Добавить в цитаты Настройки чтения

Страница 17 из 69

Цыган между тем шагал к своему домику. Из трубы вылетали искры. А он уж и не надеялся: Байеры ушли с вечера часа два назад.

- Я чуть было не заснула, - упрекнула его Ярка. - Но тебе повезло: наши будут сегодня отсыпаться.

Они были вместе до рассвета. Сказали друг другу много тихих и нежных слов, засыпали и снова просыпались. Печь уже давно остыла, но холода они не чувствовали. Разлучили их лишь утренние сумерки.
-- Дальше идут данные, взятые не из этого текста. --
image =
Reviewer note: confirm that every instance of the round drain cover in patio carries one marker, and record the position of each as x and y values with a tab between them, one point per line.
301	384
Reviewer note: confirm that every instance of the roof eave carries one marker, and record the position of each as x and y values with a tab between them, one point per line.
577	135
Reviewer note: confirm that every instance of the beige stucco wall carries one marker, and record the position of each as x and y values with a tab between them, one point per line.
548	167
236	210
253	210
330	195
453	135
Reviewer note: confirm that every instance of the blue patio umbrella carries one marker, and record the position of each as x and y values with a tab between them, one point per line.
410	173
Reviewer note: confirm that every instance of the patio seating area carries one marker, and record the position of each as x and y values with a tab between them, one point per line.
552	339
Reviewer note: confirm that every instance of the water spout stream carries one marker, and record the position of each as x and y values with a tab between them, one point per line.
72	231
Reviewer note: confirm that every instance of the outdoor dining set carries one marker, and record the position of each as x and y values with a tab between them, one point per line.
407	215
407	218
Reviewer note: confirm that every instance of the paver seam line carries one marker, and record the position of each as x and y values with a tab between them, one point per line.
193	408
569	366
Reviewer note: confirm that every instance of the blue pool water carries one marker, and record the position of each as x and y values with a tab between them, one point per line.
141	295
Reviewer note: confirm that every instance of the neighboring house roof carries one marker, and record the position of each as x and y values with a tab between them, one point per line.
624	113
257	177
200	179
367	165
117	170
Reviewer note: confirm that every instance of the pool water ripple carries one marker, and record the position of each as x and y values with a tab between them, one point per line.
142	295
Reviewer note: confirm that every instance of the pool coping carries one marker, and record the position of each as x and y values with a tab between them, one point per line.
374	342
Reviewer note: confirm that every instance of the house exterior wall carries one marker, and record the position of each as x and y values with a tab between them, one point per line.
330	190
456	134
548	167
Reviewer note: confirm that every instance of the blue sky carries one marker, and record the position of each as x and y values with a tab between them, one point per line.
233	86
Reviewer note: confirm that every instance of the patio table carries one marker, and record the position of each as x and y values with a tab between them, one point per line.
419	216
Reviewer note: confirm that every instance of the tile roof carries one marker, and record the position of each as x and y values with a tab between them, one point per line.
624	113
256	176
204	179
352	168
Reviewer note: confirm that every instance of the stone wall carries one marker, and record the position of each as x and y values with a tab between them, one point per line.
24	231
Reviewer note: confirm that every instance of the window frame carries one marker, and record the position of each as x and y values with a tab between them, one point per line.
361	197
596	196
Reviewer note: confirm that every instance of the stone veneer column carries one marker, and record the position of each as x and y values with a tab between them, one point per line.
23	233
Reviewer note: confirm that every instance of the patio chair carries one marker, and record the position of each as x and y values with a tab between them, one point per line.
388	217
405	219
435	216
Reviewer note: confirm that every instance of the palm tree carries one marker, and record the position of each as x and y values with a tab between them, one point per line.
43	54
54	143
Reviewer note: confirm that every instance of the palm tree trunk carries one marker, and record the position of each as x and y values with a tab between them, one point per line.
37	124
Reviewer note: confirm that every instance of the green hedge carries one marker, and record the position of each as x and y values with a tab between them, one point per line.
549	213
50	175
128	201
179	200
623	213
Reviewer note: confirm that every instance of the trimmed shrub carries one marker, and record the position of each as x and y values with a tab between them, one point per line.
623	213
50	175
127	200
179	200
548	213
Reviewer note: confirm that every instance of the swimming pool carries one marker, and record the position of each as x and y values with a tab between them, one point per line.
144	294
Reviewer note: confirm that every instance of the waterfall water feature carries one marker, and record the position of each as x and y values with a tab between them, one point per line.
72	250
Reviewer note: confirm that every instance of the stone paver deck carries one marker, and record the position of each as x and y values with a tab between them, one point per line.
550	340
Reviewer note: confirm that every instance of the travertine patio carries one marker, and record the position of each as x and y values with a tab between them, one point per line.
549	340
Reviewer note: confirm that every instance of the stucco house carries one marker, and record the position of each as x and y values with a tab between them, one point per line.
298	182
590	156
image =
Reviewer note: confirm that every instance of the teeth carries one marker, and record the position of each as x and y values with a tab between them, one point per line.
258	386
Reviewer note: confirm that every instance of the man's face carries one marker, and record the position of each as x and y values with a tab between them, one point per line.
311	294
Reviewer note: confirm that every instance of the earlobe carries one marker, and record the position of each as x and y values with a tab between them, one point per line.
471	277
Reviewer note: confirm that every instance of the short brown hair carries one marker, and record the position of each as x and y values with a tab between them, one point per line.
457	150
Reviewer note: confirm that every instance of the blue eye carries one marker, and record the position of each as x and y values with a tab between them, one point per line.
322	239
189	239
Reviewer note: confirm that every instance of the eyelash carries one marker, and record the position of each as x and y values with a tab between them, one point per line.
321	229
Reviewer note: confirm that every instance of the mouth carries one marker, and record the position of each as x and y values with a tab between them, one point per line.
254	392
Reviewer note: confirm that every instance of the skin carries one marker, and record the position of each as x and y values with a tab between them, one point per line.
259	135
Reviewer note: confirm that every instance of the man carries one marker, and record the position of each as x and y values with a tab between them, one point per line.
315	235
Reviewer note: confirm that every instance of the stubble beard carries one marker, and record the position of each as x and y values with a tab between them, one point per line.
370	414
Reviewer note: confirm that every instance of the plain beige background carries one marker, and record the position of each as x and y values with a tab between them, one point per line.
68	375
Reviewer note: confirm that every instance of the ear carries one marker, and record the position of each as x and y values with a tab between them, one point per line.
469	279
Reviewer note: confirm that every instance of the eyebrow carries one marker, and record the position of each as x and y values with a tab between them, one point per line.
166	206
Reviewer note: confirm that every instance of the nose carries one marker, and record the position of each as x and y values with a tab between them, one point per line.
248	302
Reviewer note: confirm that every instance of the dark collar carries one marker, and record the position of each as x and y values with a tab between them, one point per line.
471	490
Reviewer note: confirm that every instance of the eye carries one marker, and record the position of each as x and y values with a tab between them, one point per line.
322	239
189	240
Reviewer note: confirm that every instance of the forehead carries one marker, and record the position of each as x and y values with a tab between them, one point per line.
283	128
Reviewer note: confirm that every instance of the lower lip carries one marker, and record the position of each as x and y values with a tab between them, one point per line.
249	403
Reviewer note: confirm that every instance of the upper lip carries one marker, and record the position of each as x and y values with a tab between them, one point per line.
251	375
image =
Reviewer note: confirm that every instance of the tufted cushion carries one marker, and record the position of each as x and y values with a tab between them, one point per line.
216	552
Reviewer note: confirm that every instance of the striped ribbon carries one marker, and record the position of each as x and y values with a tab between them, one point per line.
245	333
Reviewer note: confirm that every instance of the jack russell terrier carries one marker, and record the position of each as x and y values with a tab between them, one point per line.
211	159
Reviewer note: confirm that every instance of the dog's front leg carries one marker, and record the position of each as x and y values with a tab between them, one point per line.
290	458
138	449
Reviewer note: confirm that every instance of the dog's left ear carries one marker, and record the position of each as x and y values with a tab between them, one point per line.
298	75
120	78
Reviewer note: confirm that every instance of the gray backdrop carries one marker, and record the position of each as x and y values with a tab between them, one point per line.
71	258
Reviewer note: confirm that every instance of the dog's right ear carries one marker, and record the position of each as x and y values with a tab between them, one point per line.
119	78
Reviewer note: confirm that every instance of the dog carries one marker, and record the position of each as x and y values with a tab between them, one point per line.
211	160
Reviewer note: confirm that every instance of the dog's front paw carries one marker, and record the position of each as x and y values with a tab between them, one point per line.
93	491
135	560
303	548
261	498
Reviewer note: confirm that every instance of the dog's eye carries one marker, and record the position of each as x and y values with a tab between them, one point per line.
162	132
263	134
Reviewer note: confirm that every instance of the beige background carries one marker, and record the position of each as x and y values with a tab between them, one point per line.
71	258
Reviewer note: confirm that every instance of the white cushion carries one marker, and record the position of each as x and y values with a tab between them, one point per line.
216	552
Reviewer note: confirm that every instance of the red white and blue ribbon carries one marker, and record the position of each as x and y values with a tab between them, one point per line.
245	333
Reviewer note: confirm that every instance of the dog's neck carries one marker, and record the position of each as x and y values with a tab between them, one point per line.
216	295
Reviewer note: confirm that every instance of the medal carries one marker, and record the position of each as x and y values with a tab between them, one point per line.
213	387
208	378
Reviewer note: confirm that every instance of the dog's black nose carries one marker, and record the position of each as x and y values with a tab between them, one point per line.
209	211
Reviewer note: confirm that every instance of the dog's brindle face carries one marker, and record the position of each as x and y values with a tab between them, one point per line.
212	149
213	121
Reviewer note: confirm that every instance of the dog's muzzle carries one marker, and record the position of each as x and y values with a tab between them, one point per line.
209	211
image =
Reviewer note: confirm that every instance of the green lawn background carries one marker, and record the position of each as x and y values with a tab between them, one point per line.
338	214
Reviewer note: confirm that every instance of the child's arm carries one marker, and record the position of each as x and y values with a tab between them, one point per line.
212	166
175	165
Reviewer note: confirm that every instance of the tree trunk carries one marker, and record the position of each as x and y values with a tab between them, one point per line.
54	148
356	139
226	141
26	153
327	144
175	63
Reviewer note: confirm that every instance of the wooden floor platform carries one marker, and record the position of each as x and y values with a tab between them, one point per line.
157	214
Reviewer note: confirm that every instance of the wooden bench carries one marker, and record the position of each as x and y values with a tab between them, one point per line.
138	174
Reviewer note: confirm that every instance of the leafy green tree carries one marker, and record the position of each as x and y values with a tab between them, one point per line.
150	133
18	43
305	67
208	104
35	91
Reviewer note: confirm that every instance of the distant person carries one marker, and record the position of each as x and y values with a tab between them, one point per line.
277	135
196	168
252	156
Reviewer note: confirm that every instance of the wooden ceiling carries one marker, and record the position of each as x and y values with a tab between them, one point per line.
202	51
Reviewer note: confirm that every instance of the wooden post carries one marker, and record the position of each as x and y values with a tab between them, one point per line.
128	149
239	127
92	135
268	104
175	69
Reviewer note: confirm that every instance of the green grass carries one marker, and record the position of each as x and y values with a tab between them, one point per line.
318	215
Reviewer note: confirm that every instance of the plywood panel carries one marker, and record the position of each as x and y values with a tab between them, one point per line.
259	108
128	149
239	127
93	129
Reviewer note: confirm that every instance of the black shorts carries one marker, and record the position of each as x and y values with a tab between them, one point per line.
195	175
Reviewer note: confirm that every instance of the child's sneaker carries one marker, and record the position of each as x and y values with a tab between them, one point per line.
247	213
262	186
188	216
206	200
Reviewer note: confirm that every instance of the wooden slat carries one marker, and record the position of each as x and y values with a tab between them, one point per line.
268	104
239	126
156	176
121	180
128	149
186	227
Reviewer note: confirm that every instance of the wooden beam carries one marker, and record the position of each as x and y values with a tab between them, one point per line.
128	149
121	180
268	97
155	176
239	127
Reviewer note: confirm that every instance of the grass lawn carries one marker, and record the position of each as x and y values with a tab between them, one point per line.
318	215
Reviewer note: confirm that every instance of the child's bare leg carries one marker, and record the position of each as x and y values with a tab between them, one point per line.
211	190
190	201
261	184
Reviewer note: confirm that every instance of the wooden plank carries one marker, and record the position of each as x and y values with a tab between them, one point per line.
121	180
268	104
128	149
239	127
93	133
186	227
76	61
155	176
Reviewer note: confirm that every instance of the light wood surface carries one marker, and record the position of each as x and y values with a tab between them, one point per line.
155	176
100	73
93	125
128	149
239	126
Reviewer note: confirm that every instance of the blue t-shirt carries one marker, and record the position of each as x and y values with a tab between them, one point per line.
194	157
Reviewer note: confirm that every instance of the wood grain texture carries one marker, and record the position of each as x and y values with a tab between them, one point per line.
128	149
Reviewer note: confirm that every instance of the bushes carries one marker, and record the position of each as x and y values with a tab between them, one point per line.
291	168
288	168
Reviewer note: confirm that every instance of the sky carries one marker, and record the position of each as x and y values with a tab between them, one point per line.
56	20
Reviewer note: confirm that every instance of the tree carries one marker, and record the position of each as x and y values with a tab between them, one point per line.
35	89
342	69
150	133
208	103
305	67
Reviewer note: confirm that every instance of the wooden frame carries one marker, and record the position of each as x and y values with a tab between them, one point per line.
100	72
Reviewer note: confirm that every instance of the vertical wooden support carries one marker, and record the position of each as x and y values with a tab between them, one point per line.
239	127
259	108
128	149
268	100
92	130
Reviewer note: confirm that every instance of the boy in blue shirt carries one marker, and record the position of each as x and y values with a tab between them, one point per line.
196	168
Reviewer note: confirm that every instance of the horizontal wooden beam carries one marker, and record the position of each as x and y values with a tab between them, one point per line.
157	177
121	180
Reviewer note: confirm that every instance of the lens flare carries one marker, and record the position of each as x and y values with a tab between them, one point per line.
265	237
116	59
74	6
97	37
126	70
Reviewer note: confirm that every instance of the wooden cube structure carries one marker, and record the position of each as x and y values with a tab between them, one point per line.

Цыган вернулся в деревню. Был уже день, но со стороны дома командира все еще раздавалось пение наиболее упорных гуляк. Издалека слышался голос Мачека.

К обеду пришел и командир. Почему - никто не знал. Повар, выбритый и причесанный, стал жаловаться:

- Я просто удивляюсь, господа, что вам хочется есть. Мне делается дурно при одном виде пищи.

Однако аппетит у всех и в самом деле был отменный. Обед состоял из шницеля и картофельного салата к нему. Пачес похвалил обед. Храстецкий, взглянув на Пачеса, шепнул Цыгану:

- Он посматривает то на часы, то на нас. Пора нам отправляться.

Им предстоял нелегкий день. Под утро снова выпал снег. Храстецкий подпрыгивал рядом с Цыганом на одной ноге: подметки его старых немецких фетровых сапог отваливались.

- Сразу же, как только придем, - неистовствовал он, - напишу домой, чтобы мне прислали сапоги. Весь промокнешь, прежде чем доберешься до места.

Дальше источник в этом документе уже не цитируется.